Kasus Ahok Dahulu,Sekarang,dan Akan Datang (Fakta Satu)

Seperti yang kita ketahui bersama,kasus yang melilit Ahok yang terbukti menistakan agama telah berjalan di pengadilan.Status ‘Terdakwa’ telah resmi disandangnya.

Walaupun kasus si terdakwa Ahok ini dijerat dengan pasal berlapis dengan ancaman hukuman 5 tahun penjara,tetapi terhadap Ahok tidak dilakukan penahanan dan hanya dicekal tidak boleh berpergian ke luar negeri.

Itu semua terjadi bukan atas dasar penegakkan hukum oleh para aparat penegak hukum,tetapi oleh karena ‘tekanan’ dan ‘desakan’ yang sedemikian besarnya dari jutaan masyarakat luas yang melihat para aparat tidak bertindak atas penodaan/penistaan agama yang telah dilakukan oleh Terdakwa ini.

Persidangan yang dijanjikan jokowi sebagai kepala rumah tangganya dan kepala negara akan berjalan transparan dan terbuka untuk umum.Dan jokowi berjanji tidak akan melakukan intervensi hukum atas terdakwa.

Tetapi kenyataan berkata lain.Apa yang dijanjikan oleh jokowi tidak pernah terbukti sedikitpun.Jalannya persidangan berjalan tertutup dan kentara dengan nuansa politik.

Si terdakwa yang harusnya merasa bersalah karena perbuatannya itu,menjadi agresif dan arogan.Baik terdakwa maupun pihak pengacaranya pun mulai melakukan berbagai cara untuk mengontrol jalannya pengadilan.
Mulai dari intimidasi para saksi pelapor,sampai kepada pemutar balikkan fakta hukum.

Apalagi yang membuat mereka berbuat begitu,kalau tidak ada campur tangan dari pihak penguasa (dalam hal ini presiden) ?

Jaksa yang seharusnya memeriksa para saksi terlihat hanya menjadi penonton di ruang sidang.Hakim yang seharusnya adil dan bijaksanapun juga terlihat lebih memihak kepada si terdakwa dan kuasa hukumnya.

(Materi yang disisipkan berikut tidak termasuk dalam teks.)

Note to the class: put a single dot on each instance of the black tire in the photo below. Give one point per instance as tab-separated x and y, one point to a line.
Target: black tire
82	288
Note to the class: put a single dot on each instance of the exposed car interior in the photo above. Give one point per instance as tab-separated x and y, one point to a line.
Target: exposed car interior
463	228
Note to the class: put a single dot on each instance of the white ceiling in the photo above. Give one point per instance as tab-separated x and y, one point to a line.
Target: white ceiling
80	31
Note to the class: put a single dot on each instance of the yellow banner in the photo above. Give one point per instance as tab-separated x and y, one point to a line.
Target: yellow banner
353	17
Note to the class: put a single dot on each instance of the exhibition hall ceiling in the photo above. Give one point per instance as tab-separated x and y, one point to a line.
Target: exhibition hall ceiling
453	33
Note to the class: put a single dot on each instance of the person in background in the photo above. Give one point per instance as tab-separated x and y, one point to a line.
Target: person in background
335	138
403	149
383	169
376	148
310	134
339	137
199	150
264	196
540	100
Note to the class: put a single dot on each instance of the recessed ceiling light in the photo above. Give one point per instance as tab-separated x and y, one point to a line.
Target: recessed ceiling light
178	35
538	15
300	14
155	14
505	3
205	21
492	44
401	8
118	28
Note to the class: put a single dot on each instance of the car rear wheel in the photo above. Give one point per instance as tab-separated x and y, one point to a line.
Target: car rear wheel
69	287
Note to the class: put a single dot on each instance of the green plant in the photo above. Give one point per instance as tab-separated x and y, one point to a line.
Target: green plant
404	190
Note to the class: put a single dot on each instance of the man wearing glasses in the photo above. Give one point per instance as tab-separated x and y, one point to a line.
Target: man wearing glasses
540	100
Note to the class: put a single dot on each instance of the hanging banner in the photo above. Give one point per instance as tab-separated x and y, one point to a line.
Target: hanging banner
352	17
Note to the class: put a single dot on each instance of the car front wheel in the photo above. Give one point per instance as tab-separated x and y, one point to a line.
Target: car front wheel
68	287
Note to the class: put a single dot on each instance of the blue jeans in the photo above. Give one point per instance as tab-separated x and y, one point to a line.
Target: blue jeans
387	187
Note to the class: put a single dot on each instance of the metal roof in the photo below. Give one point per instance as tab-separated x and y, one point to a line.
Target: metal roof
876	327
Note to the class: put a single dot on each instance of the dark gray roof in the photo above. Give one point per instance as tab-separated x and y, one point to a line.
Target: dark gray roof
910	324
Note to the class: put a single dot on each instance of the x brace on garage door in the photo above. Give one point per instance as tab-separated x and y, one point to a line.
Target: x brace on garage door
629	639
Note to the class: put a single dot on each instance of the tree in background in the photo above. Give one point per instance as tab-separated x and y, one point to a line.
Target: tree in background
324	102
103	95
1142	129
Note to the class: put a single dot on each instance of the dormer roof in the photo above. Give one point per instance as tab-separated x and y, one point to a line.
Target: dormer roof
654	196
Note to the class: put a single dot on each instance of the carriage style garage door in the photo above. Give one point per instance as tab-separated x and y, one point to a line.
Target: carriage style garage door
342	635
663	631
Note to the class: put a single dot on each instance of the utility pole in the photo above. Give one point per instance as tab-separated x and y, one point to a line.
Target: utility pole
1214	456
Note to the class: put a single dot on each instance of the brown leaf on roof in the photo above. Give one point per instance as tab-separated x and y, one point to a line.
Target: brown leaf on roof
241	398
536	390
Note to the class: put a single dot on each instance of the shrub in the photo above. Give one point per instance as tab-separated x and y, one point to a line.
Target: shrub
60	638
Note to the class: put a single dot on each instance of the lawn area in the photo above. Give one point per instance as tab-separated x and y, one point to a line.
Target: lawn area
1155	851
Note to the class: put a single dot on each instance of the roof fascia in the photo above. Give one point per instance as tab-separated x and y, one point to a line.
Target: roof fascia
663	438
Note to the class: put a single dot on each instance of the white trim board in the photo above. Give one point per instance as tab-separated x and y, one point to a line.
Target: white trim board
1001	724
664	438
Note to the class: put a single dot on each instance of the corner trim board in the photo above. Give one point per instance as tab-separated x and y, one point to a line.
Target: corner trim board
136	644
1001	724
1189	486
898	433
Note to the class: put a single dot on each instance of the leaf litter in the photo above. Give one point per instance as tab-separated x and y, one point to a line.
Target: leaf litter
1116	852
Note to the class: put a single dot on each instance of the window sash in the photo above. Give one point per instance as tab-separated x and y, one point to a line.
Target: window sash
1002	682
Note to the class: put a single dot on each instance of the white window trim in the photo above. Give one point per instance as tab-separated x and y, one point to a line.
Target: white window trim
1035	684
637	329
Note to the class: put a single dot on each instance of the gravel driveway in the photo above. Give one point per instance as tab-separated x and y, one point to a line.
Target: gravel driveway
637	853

LPSK (Lembaga Perlindungan Saksi dan Korban )yang seharusnya aktif membela dan melindungi para saksipun diam tak berkutik melihat para saksi diperlakukan bagai seorang pesakitan.

Kami melihat dan mendengar sekaligus mengawasi  ‘kalian’ para penegak hukum (hakim,jaksa,pengacara) termasuk si terdakwa dan para saksi.
Kalian mau mempermainkan hukum dengan “KAMI”? Seakan-akan kami begitu mudahnya kalian tipu dan bodoh-bodohi ?
Kalian ingatlah ini
: “KAMI JAUH LEBIH PINTAR DAN CERDAS DARI PADA KALIAN BESERTA SELURUH KOMPLOTAN KALIAN”.SAMPAI KAPANPUN KALIAN AKAN SELALU MENJADI BONEKA POLITIK DAN KELEDAI DI DUNIA PERADILAN !!!